A sample is a subset drawn from a larger population for the purpose of studying its properties. In statistics the sample substitutes for the whole population when a complete count is impractical or impossible. A well chosen sample permits estimates of population quantities, or parameters, and allows assessment of uncertainty around those estimates. The concept is central to experimental design, surveys, environmental monitoring and laboratory measurement.

Notation and basic characteristics

When treated as a dataset, a sample is commonly represented by random variables such as X or Y, and by their observed values x1, x2, …, xn. The letter n denotes the sample size, the number of observations. Important descriptors include the sample mean, variance and other summary statistics which estimate corresponding population quantities. Practical samples vary in scale, from a handful of repeated measurements in a laboratory to tens of thousands of survey responses collected by national census bureaus.

How samples are chosen and common designs

Sampling is the process of selecting units from the population. A primary goal is to obtain a sample that is representative and as free of bias as possible. Typical probability-based designs include simple random sampling, stratified sampling, cluster sampling and systematic sampling. Probability methods ensure that every unit in the population has a known chance of selection, which enables valid inference based on probability theory.
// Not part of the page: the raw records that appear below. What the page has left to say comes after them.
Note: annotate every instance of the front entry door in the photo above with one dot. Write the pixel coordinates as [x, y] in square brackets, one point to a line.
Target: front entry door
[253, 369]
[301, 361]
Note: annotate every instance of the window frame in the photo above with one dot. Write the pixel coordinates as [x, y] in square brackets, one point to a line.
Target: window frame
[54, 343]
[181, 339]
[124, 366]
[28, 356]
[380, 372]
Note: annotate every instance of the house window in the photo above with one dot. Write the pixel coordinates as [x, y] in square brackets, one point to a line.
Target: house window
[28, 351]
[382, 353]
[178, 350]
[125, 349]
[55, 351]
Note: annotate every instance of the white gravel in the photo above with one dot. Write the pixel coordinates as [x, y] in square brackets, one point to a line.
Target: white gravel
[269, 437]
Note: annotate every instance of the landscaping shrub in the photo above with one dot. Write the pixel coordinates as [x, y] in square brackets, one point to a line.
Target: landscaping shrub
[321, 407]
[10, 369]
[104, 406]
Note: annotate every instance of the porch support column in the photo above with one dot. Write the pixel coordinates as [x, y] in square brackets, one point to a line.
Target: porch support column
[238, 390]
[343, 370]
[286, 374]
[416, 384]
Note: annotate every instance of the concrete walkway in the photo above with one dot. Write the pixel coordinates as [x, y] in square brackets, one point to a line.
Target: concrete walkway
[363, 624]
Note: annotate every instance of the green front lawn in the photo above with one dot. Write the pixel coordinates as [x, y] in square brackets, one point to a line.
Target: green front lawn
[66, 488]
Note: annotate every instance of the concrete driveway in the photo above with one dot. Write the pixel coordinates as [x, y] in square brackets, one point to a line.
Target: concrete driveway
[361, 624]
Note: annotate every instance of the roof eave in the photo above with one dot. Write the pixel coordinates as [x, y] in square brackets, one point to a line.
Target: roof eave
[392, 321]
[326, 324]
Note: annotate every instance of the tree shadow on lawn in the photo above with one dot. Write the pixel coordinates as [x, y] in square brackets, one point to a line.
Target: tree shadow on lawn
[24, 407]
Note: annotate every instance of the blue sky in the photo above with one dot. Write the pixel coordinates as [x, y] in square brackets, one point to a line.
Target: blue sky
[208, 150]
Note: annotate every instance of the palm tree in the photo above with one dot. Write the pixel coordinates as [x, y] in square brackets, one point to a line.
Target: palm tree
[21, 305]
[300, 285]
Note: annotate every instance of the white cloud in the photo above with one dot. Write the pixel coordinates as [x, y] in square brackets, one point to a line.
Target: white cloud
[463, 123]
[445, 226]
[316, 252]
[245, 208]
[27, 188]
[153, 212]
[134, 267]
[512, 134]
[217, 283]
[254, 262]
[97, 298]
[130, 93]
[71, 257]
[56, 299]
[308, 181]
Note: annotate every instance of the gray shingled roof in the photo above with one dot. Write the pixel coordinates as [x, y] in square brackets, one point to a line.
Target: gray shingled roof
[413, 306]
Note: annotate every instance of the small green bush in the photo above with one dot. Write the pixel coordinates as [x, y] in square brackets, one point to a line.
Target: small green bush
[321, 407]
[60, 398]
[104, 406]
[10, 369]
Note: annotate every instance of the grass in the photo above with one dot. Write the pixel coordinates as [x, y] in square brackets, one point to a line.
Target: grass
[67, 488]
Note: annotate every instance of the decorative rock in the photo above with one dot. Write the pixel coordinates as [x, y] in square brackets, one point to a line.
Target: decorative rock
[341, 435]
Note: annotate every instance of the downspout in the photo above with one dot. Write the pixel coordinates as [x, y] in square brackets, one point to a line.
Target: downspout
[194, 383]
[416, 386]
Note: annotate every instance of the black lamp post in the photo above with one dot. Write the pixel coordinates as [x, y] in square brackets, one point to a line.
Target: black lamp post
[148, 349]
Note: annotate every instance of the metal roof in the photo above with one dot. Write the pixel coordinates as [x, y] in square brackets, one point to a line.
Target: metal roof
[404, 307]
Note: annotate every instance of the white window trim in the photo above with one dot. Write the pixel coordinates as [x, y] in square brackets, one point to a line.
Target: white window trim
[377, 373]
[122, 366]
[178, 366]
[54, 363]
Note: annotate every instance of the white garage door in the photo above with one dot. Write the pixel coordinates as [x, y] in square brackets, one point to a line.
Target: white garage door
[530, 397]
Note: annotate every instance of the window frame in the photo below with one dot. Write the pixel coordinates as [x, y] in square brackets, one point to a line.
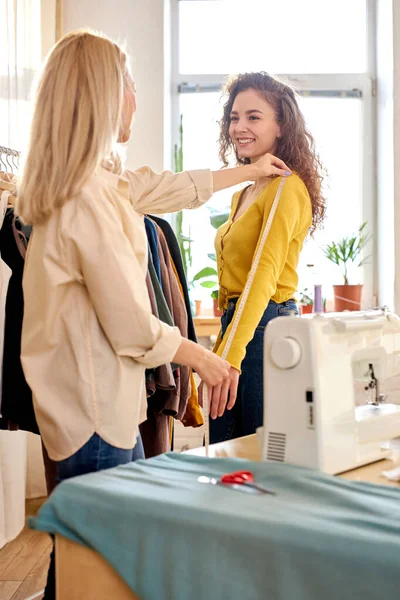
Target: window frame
[361, 85]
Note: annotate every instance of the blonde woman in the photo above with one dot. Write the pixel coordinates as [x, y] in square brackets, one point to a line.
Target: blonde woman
[88, 332]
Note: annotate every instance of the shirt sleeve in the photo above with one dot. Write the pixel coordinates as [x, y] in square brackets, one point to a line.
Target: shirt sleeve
[116, 284]
[294, 207]
[159, 193]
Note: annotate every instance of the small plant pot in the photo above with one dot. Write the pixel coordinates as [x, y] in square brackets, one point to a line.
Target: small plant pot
[217, 312]
[347, 297]
[198, 308]
[306, 309]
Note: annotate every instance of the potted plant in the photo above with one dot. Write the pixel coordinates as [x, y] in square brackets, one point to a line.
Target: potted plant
[343, 253]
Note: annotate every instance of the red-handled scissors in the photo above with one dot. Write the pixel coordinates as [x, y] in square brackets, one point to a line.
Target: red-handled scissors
[244, 478]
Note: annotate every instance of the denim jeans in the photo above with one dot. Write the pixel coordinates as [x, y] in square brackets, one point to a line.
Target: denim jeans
[247, 414]
[95, 455]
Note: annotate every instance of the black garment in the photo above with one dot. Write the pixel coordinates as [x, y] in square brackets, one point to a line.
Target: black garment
[176, 256]
[16, 405]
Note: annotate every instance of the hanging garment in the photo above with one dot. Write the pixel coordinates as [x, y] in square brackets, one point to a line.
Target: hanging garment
[5, 275]
[162, 377]
[176, 256]
[152, 238]
[161, 383]
[17, 406]
[178, 310]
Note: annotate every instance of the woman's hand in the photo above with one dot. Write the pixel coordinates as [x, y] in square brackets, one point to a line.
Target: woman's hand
[218, 395]
[268, 165]
[212, 369]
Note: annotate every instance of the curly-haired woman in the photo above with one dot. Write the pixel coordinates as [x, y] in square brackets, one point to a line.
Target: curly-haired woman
[261, 115]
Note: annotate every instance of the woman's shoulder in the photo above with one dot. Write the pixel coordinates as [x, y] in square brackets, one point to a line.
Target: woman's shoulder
[292, 183]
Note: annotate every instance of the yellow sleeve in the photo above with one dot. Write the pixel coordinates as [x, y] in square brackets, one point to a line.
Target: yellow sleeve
[294, 206]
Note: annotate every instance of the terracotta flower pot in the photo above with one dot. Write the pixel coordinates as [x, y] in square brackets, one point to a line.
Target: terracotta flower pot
[306, 309]
[347, 297]
[217, 312]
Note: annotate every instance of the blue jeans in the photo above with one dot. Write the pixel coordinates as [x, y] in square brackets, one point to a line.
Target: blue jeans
[95, 455]
[247, 414]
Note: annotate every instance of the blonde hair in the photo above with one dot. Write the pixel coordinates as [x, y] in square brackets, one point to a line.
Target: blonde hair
[75, 123]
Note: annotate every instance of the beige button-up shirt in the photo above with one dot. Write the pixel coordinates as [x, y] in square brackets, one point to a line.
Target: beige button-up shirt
[88, 332]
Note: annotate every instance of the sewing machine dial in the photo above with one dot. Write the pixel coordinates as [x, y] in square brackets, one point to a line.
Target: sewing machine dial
[285, 352]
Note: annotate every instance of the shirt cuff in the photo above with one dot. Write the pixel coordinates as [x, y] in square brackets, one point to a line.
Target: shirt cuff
[163, 350]
[204, 184]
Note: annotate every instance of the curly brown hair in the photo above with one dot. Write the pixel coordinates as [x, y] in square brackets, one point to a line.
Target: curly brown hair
[295, 146]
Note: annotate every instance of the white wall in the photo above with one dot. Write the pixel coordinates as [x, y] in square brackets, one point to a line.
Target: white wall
[396, 139]
[385, 149]
[140, 25]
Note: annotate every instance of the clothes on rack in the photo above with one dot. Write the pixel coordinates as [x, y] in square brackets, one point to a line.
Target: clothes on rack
[176, 256]
[16, 397]
[17, 406]
[181, 401]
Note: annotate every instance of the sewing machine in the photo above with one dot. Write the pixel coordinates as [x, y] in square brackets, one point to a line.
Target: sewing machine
[324, 376]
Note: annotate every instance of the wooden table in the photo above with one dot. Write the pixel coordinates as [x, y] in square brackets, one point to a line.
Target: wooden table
[82, 573]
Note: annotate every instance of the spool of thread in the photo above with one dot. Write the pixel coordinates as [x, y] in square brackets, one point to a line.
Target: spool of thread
[318, 304]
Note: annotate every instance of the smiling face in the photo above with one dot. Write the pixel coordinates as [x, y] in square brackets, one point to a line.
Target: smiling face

Non-probability methods, such as convenience sampling, are easier to implement but are more vulnerable to bias and limited generalizability. In practice, many field procedures are rules or protocols that must be followed exactly to make the selection reproducible: a written sequence of rules defines how to proceed.

Sources of error and bias

No sample is perfect. Errors may arise from imperfect sampling frames, non-response, measurement variations, or interviewer effects. Even in carefully planned random samples, systematic differences between selected and non-selected units can remain. For example, polls that rely on telephone contact can miss citizens who do not answer calls, so results may deviate from the true outcome on election day—the challenge of predicting an election illustrates this vividly. Statisticians quantify and, when possible, adjust for bias; they also provide measures of uncertainty such as standard errors and confidence intervals so users understand the precision of sample-based estimates. When neutrality is unattainable, practitioners try to measure and report the magnitude and direction of expected deviations from a fully neutral design.

Applications and examples

Samples are used across scientific disciplines and applied settings. Environmental scientists collect water samples to assess pollution levels in a lake or estuary; where the water was taken can change results and conclusions. In laboratory contexts repeated measurements of a physical constant, like the speed of light, are treated as a sample of observations subject to instrument and procedural variability. Quality control programs draw samples of manufactured items to infer the proportion defective. Social researchers interview a sample of residents to estimate public attitudes, then use statistical analysis of the collected data to generalize to a larger group. Each application highlights the trade-off between cost, feasibility and the acceptable level of uncertainty.

Distinctions and important concepts

  • Complete sample: includes all units possessing a specified property (rare outside administrative registers).
  • Representative or unbiased sample: selection mechanism does not systematically depend on the values of interest.
  • Sample versus population: sample statistics estimate population parameters; sampling error quantifies the difference due to selection rather than measurement.
  • Measurement error: repeated measures of the same object generate a sample of observations affected by instrument and human factors; no measurement system is perfect and such variability must be modeled and reported (measurement, error).
  • Role of the statistician: experts design sampling schemes, assess bias and compute uncertainty so users can interpret results responsibly (statistician).

Choosing an appropriate sampling approach and documenting how the sample was obtained are essential for the credibility of any study. Even when logistical or ethical constraints limit what is possible, transparent reporting—what was sampled, how, and with what expected limitations—allows results to be interpreted correctly and used effectively. For further methodological detail consult specialized texts and professional guidance available from methodological resources. Random selection and careful attention to probability remain the most reliable foundations for making sound inferences from a sample.